Lessees Lease Accounting
Lessee’s lease accounting has two categories that are explained below:
- Operating leases give the lessees a “right-of-use asset” where they maintain the lease liabilities on the balance sheet. Moreover, the right-of-use asset status determines the different financial reporting for leased assets as compared to company-owned assets. For instance, an operating lease is a close-ended vehicle lease, when a lessee must return a leased car after the end of the lease period.
- Finance leases are based on more like ownership status. In this type of lease, the major control of the leased asset lies with the lessees, and they are more responsible for the risks than the lessors. For instance, an open-ended vehicle lease works as a finance lease where the lessee is bound to purchase the car after the lease period.
Importance of Lease Accounting
Lease accounting is an effective process to handle lease agreements within the jurisdiction. It reflects the features of underlying leases for important decision-making.

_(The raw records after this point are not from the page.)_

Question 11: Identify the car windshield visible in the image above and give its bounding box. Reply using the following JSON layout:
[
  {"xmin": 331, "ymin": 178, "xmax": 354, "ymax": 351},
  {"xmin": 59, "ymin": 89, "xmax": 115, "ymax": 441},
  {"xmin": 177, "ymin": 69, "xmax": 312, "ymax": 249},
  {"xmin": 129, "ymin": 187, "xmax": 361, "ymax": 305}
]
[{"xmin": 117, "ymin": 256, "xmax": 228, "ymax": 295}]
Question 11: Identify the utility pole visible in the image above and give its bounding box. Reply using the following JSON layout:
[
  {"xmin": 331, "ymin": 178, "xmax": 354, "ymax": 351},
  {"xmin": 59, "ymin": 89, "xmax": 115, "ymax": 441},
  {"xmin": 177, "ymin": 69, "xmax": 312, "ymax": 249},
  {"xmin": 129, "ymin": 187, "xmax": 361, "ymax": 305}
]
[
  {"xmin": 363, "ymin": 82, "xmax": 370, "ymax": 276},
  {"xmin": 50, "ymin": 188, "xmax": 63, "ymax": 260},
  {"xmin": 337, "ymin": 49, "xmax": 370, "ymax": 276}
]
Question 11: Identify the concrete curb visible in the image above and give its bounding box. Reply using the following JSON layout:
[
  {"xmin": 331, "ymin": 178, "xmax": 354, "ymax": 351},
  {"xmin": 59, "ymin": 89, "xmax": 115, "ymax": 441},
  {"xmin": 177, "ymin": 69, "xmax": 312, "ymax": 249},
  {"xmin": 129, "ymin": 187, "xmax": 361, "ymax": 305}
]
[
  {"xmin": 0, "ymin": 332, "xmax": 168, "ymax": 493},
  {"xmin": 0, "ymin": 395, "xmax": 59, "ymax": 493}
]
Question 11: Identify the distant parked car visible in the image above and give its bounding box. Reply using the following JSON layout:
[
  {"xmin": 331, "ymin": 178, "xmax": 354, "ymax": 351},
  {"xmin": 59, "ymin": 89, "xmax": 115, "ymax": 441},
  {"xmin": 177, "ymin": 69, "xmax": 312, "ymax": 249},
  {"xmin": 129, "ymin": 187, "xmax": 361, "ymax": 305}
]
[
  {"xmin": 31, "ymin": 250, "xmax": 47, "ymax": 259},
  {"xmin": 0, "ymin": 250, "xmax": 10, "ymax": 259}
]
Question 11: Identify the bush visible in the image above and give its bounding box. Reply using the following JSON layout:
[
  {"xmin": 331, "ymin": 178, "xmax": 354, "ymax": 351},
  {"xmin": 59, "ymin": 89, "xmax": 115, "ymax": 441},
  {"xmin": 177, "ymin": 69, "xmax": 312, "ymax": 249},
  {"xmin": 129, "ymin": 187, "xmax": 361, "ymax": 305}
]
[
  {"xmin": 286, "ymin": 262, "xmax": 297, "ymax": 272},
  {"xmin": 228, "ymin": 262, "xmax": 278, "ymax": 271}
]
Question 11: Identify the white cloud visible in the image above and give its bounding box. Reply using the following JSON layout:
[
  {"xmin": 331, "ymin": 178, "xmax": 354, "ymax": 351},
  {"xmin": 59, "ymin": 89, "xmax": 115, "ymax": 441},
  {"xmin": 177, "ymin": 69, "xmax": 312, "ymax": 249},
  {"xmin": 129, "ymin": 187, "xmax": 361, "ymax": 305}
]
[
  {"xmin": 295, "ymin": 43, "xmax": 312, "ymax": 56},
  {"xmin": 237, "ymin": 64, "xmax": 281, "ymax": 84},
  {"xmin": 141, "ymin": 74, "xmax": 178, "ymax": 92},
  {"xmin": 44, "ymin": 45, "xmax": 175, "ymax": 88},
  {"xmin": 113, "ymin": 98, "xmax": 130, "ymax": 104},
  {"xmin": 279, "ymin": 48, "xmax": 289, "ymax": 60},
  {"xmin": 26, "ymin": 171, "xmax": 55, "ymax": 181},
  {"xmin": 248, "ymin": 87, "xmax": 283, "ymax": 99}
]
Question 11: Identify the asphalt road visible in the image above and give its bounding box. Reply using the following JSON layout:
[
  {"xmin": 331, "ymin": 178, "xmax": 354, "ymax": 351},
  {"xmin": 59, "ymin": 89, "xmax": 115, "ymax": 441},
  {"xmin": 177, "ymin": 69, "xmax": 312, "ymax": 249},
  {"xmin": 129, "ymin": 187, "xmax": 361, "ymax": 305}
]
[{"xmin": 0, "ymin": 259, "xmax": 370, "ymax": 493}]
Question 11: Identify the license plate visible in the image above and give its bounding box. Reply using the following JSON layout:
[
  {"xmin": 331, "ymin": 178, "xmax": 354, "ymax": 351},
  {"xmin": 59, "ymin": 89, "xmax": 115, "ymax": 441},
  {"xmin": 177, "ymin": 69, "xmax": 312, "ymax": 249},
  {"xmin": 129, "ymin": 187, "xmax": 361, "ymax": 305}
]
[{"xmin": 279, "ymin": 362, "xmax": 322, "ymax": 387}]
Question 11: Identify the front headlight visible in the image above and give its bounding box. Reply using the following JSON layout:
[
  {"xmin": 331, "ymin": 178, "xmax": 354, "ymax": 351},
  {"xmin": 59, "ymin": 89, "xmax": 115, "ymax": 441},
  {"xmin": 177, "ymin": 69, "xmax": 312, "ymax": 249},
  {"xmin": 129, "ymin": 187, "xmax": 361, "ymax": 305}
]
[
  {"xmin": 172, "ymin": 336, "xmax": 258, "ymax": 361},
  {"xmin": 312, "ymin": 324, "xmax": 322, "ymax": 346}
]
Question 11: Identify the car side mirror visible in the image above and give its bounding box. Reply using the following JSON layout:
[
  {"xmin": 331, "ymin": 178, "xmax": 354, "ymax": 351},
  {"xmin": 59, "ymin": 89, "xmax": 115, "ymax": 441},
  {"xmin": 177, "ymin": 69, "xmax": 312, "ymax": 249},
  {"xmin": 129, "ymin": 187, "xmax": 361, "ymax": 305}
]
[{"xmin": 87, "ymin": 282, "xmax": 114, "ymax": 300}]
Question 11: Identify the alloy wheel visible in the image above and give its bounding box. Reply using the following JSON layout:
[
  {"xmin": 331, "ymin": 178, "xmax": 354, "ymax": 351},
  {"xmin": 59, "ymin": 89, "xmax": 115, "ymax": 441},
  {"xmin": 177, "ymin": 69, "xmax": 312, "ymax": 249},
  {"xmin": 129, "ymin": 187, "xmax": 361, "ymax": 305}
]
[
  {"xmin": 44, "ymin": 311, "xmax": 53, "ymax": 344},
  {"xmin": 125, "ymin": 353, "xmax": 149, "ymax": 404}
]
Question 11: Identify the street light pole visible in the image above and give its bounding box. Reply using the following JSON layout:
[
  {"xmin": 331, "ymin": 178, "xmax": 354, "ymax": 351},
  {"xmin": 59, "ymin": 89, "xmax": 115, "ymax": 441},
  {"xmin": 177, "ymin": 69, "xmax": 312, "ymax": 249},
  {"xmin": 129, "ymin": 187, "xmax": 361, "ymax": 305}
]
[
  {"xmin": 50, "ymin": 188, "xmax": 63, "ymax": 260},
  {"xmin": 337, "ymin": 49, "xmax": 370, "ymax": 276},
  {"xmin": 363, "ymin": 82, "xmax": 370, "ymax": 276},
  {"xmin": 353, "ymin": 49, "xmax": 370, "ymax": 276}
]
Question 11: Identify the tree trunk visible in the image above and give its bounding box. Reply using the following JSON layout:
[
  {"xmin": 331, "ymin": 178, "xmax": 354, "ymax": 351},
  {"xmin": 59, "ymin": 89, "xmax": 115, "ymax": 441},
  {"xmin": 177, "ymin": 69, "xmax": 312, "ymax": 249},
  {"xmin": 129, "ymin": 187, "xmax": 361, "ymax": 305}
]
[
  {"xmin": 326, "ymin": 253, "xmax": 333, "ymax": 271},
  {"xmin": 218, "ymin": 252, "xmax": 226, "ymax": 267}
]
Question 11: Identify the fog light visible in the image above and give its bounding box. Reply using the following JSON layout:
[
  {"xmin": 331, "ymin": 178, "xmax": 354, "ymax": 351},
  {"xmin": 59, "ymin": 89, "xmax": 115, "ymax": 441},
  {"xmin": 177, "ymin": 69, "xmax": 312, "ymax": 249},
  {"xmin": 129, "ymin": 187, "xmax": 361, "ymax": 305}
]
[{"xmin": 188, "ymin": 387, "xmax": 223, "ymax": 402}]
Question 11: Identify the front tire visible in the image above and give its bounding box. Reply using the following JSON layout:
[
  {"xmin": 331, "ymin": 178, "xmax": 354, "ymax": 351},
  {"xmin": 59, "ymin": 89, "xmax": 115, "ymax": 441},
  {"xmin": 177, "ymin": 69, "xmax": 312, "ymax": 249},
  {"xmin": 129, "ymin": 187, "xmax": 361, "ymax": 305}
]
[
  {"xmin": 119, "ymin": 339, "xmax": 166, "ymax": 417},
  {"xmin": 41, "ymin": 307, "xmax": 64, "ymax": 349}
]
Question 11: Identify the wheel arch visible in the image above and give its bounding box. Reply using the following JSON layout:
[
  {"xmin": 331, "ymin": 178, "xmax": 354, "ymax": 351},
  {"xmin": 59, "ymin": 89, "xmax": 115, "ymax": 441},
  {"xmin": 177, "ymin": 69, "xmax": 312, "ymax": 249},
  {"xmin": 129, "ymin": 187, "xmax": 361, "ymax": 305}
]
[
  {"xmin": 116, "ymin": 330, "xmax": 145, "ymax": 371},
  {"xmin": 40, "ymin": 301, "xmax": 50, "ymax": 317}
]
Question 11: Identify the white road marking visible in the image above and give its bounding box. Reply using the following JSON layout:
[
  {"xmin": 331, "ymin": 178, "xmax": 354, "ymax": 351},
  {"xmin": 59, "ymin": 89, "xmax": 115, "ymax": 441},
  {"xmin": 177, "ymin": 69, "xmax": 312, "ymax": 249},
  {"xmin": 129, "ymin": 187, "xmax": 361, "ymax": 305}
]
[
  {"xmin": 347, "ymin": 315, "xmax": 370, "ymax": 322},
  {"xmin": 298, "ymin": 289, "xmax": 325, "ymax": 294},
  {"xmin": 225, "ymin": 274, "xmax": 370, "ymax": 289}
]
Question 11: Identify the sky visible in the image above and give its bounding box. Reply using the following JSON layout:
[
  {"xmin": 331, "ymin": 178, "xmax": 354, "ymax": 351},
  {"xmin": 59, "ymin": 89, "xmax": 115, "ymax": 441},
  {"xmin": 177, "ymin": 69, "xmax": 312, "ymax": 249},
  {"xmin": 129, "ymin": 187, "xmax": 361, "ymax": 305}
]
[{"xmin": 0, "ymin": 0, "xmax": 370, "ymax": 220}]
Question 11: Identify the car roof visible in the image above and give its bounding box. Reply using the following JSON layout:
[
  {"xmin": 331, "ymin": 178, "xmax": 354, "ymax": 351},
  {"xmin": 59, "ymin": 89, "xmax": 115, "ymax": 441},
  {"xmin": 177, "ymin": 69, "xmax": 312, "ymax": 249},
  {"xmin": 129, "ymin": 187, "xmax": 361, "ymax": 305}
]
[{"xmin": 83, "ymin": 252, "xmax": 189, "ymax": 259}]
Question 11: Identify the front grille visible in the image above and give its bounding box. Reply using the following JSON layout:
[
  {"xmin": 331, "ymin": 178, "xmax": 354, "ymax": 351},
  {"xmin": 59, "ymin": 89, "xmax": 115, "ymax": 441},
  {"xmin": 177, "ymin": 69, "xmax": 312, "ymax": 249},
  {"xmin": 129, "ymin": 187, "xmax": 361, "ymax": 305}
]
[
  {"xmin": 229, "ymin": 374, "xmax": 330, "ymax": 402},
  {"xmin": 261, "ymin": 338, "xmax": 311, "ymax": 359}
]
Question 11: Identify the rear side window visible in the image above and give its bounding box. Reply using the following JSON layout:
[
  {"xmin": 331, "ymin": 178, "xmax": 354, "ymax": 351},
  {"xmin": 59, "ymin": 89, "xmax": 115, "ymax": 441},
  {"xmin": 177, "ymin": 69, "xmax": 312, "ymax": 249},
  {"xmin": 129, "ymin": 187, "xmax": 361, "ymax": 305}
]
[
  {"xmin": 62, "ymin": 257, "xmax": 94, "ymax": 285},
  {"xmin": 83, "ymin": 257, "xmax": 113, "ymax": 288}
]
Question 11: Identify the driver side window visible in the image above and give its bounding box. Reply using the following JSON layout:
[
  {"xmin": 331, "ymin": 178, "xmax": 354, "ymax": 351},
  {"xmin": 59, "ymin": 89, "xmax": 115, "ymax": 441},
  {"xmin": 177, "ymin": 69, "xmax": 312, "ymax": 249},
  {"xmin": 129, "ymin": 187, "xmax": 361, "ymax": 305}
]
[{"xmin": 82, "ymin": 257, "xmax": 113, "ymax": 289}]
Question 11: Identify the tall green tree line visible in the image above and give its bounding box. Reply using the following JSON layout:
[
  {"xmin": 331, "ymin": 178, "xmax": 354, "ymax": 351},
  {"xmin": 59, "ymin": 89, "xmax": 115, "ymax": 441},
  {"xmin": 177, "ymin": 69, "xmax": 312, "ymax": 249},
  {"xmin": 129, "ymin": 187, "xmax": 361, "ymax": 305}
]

Some features include:
- Recognition and reporting of lease liability on the balance sheet.
- Recording and evaluating the asset at the start of the leasing period and its depreciation with time.
- Recording of lease liability at the start and throughout the lease period.
- Proper maintenance of financial statements such as balance sheets, cash flow statements, and income statements.
Lease accounting plays an integral role in understanding and improving the financial health of an organization. When you know how to track the expenditures and revenue coming from leased assets, you are in a better position to design a financial strategy aligning with your business goals. Moreover, you can fine-tune your business strategy to control losses and gain profits. Lease accounting empowers you to make well-informed decisions based on reporting the crucial aspects of the asset, including the market value and depreciation. In short, lease accounting is what you need for collecting key information, gaining useful insights and perspectives, and improving compliance with the regulations.
It’s essential for every company that is involved in lease activities to leverage lease accounting. Regardless of your status as a lessor or a lessee, you must understand the ins and outs of different classifications of lease accounting. In addition, you must stay updated on the latest lease accounting standards that apply to your nature of business. When you know how lease accounting fits into your business, you can use financial statements to extract accurate financial data and base your future strategies on them.
Whether your enterprise is public or private, it has to adopt lease accounting for seamless financial operations. As the lessor or the lessee, you have the best way to keep and maintain a record of assets, income, expenses, and liabilities through lease accounting. The leasing activities can impact the big picture of your business, so put it to advantage to yield benefits.